#632 [F33] SwapOnZRAM Test Day
Closed: Fixed 3 years ago by chrismurphy. Opened 3 years ago by chrismurphy.

Change proposal: Setup a ZRAM device, mkswap and swapon during early boot. All editions and spins; and hopefully also including upgrades. New default installs would have no swap-on-disk. New custom installs would have two swaps, with ZRAM one being higher priority.

RHBZ tracker bug


Hey Chris, it's a good idea to have a test day for this. @sumantrom will help you organize it.

Metadata Update from @kparal:
- Issue assigned to sumantrom
- Issue set to the milestone: Fedora 33
- Issue tagged with: test days

3 years ago

I don't, but @zbyszek @catanzaro might have suggestions. I'm fairly flexible.

Any day is OK for me, I just need to know a few days in advance.

The sooner the better. I'm open to suggestions on the proper sequence. @bcotton ?

  • change lands on devel@
  • test day
  • fesco

Is June 10 too soon?

@chrismurphy June 8th is CoreOS test day. I would like to have it on 12th or 15th if that not too late.
Also we need to chalk out test cases.

Either 12th or 15th work for me; I need to defer to @catanzaro because he's going to bring in a bunch of GNOME folks too, and Friday vs Monday might matter on turn out.

@chirsmurphy that's great.
Please let me and I will create an wiki and ping you and @catanzaro for test cases.

The sooner the better. I'm open to suggestions on the proper sequence. @bcotton ?

I don't think it's necessary to have the test day prior to FESCo submission, so the ordering doesn't particularly matter too much. I'll announce the change proposal now.

Either 12th or 15th work for me;

The 12th is not a good choice because Red Hatters will be enjoying an internal holiday... let's use the 15th.

I need to defer to @catanzaro because he's going to bring in a bunch of GNOME folks too, and Friday vs Monday might matter on turn out.

This is news to me! I didn't have plans to do more than test it out myself. I can try to round up some people, of course, but I wouldn't expect a crowd.

I remember this being a more grandiose suggestion than is reflected in the minutes. What I recall is something akin to a GNOME test day that would get broader coverage than just Fedora QA folks who perhaps have more idealized setups.
15:25:43 <aday_> Michael: suggests advertising the test day to ensure wider participation

Well of course we should advertise the test day. I would ask for participants on devel@, which is likely to result in at least a couple volunteers, I hope.

@catanzaro @chrismurphy I tried sign-in to the wiki and its a 504 since last night. I think this is due to the DC move. Do you guys want to hold the test day until, we get things back ?

We have to postpone the testday, we can't function without the wiki. Sumantro, have any announcements already been sent out?
Let's try the wiki login on Monday, and if it works, we can do the test day e.g. on Jun 18th? If the wiki is still broken, we'll need to wait further.

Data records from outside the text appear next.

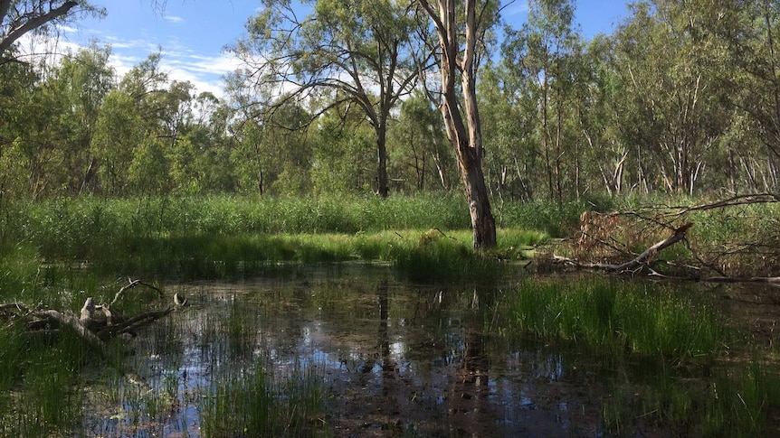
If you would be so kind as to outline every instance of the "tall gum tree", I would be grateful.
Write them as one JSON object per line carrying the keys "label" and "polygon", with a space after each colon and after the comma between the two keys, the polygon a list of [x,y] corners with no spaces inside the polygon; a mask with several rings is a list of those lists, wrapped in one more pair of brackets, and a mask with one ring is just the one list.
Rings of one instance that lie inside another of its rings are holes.
{"label": "tall gum tree", "polygon": [[101,16],[106,11],[84,0],[0,0],[0,65],[23,36],[51,31],[52,24],[66,23],[79,13]]}
{"label": "tall gum tree", "polygon": [[[477,106],[477,71],[480,58],[478,43],[495,23],[498,7],[490,0],[466,0],[464,9],[458,7],[456,0],[436,0],[433,5],[428,0],[417,2],[433,21],[439,40],[440,109],[447,138],[458,158],[471,217],[474,248],[492,247],[496,246],[496,219],[482,172],[484,149]],[[458,23],[459,15],[463,23]]]}
{"label": "tall gum tree", "polygon": [[[266,114],[290,99],[311,105],[312,120],[349,103],[361,108],[376,142],[376,190],[386,197],[391,111],[411,92],[418,63],[431,57],[413,3],[404,0],[264,0],[248,35],[229,51],[244,61],[250,89],[276,89],[255,104]],[[300,17],[301,11],[308,12]],[[270,97],[270,98],[268,98]],[[270,108],[270,109],[268,109]],[[271,118],[270,116],[263,116]]]}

@chrismurphy the test day page is https://fedoraproject.org/wiki/Test_Day:F33_SwapOnZRAM
The entire How to test and test day pre-req is kept open, which I will fill in. If you are around, feel free to edit and fill in.
I will be requiring a bunch of use cases where user might be testing (for the test cases )for something specific.
@kparal thanks a ton for filing the infra issue.

Looks like the wiki issue is fixed. Shall we schedule for June 18?

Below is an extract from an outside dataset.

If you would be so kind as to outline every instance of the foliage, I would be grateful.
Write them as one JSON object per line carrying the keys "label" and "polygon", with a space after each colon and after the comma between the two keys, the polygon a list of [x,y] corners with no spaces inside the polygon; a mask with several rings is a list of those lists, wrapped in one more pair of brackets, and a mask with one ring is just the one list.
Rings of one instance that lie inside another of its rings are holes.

We dont yet have the test cases, I would love to have the test cases complete and then schedule a date. 18/19 both sound great.
@kparal any thoughts? help? insights?

Reminder: I am not a scientific sample, and my test cases aren't everyone's workload. If I suggest my tests too strongly, literally I will be skewing the test results.

The difficulty with the test case instructions is how to convey to testers that they should basically try to do workloads that they know are in the realm of 90-110% of their system's capacity. We want to make sure stressed workloads they expect to work, still work.

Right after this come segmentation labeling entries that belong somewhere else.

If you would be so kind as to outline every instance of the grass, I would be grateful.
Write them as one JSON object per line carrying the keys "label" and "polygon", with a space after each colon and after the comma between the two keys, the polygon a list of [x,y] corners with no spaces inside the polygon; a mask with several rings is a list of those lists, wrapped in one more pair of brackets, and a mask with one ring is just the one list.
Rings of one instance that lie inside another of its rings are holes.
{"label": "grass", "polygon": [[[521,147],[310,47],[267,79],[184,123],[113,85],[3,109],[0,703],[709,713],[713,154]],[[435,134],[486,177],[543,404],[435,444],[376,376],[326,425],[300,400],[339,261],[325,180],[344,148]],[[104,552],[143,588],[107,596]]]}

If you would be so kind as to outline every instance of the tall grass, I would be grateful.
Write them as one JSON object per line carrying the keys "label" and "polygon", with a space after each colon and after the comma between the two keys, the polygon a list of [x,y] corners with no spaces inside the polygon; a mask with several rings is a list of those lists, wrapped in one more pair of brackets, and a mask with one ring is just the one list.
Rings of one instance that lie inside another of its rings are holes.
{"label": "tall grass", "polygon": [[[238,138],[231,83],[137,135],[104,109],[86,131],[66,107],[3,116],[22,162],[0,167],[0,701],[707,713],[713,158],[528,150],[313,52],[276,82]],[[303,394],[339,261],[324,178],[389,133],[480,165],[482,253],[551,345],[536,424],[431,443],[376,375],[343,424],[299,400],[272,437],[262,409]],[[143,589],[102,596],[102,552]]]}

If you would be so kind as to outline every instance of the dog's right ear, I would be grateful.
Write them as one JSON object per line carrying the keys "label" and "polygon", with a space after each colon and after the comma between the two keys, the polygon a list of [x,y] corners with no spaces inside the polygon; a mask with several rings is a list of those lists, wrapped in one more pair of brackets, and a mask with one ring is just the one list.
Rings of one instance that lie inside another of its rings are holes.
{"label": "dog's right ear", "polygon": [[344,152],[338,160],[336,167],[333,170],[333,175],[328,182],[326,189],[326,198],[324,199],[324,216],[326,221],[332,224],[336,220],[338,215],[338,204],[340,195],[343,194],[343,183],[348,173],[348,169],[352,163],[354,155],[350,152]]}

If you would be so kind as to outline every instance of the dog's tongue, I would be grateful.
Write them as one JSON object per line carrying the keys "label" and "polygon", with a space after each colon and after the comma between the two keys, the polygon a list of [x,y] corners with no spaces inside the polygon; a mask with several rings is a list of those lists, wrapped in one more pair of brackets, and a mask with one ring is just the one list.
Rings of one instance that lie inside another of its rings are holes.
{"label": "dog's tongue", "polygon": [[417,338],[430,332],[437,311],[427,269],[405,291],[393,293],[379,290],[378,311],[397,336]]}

zram and suspend (S3) don't interact but it's useful to hammer on suspend tests just to build confidence in this regard.

It might be true some workloads users avoid, due to lack of resources, will work better. But at least if they aren't worse, is what we want to discover. And if they are worse, we want to ask them to retest with zram device at 75% RAM (i.e. increase it).

For example: I do a lot of tests building the linux kernel, and also webkitgtk. The former test is perhaps not stressful enough memory wise, it's very CPU dominant. Whereas the latter test is flat out underprovisioned on most setups, using defaults. It's great for torture testing.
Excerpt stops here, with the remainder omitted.